Vera shook her head. “You don’t wanna go there.”

“Isn’t that where they filmed Deadpool?”

“That’s a guild—the Crow and Hammer.”

A ping of dread struck me. Okay, not a cool film location. The Crow and Hammer was the guild that had toasted KCQ into blackened debris, then ground what remained—including my not-so-bad life—into dust under their fancy-pants combat boots. KCQ might have picked that fight, but the Crow and Hammer had sure as hell finished it.

I didn’t know much about the guild, but I did know I didn’t want to hang around and find out if they might recognize a KCQ escapee. With a casual glance around, I dropped a quick halluci-bomb on every vehicle in sight and turned all the traffic lights red.

Tires squealed as half a dozen shocked drivers slammed the brakes.

“Go,” I called to Vera.

“The light—”

“Just do it!”

She hit the gas. With a rubbery screech, we were across the empty intersection, and I dropped the hallucination. Horns honked angrily as we accelerated away from the Crow and Hammer—and toward Faustus Trivium. It felt like an “out of the frying pan and into the fire” situation.

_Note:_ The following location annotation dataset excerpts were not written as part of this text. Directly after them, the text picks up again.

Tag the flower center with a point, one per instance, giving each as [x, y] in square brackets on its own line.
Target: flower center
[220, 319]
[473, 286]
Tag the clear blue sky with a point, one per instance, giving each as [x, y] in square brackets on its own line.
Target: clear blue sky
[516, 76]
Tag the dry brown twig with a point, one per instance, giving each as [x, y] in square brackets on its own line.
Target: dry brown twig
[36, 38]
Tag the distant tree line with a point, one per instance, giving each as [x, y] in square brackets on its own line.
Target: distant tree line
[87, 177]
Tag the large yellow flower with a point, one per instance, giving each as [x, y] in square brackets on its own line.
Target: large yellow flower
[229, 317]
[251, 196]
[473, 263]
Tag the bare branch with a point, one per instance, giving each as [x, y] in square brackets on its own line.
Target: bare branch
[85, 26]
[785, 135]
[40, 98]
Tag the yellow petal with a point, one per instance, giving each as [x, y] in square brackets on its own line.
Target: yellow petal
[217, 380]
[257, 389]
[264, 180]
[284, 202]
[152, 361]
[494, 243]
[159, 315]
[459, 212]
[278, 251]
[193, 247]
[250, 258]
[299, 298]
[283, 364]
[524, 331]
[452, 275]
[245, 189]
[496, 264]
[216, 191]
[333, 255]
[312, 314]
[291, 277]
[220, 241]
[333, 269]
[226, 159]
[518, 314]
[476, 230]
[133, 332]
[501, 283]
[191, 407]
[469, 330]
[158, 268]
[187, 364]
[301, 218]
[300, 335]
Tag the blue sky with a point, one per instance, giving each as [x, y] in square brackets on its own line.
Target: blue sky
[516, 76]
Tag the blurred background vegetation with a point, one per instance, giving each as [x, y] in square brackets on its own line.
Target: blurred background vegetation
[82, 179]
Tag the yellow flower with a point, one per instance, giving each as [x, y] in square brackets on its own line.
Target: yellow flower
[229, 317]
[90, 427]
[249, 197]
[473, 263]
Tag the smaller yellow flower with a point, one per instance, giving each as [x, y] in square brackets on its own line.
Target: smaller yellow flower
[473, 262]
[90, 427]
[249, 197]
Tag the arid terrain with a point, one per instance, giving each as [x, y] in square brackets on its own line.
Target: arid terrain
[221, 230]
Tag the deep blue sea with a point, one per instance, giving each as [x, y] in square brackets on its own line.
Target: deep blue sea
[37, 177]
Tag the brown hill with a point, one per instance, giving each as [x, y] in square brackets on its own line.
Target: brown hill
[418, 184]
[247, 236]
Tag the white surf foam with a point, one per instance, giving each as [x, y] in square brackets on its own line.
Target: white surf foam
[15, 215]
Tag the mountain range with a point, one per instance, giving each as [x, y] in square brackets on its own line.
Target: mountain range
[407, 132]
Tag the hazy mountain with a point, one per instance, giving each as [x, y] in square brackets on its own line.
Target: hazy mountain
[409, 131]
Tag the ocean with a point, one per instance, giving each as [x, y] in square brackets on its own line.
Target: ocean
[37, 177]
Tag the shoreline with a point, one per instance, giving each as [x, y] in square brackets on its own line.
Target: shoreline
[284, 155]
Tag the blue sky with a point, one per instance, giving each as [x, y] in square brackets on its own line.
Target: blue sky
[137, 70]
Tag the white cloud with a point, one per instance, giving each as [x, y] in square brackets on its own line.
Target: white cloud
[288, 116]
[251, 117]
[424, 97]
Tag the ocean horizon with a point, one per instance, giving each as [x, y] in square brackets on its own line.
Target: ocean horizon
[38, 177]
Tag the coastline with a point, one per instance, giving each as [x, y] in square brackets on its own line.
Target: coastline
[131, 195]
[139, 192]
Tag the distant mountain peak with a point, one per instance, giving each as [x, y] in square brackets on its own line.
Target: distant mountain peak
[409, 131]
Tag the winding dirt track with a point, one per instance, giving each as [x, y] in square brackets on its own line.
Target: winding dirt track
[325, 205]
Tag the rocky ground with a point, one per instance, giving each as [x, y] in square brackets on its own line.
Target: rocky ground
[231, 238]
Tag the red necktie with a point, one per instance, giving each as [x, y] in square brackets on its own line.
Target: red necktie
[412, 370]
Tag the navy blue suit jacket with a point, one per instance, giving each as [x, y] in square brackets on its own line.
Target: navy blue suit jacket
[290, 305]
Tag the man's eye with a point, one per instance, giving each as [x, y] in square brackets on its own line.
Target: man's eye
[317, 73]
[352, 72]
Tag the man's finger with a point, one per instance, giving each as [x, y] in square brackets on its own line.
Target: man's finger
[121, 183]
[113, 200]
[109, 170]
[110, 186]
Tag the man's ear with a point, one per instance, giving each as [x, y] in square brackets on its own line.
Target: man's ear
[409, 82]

I briefly questioned the judiciousness of my life choices, then swatted the notion away. Now was not the time for wisdom. Now was the time for charging headfirst into the lair of a dangerous criminal!

We stashed the bike between a dumpster and a compost bin a couple blocks away from Corky’s and walked the rest of the way. Before we were within eyesight of the restaurant, we paused in a sheltered nook behind a dumpster.

Step One: The Anti-Vera Halluci-Bomb.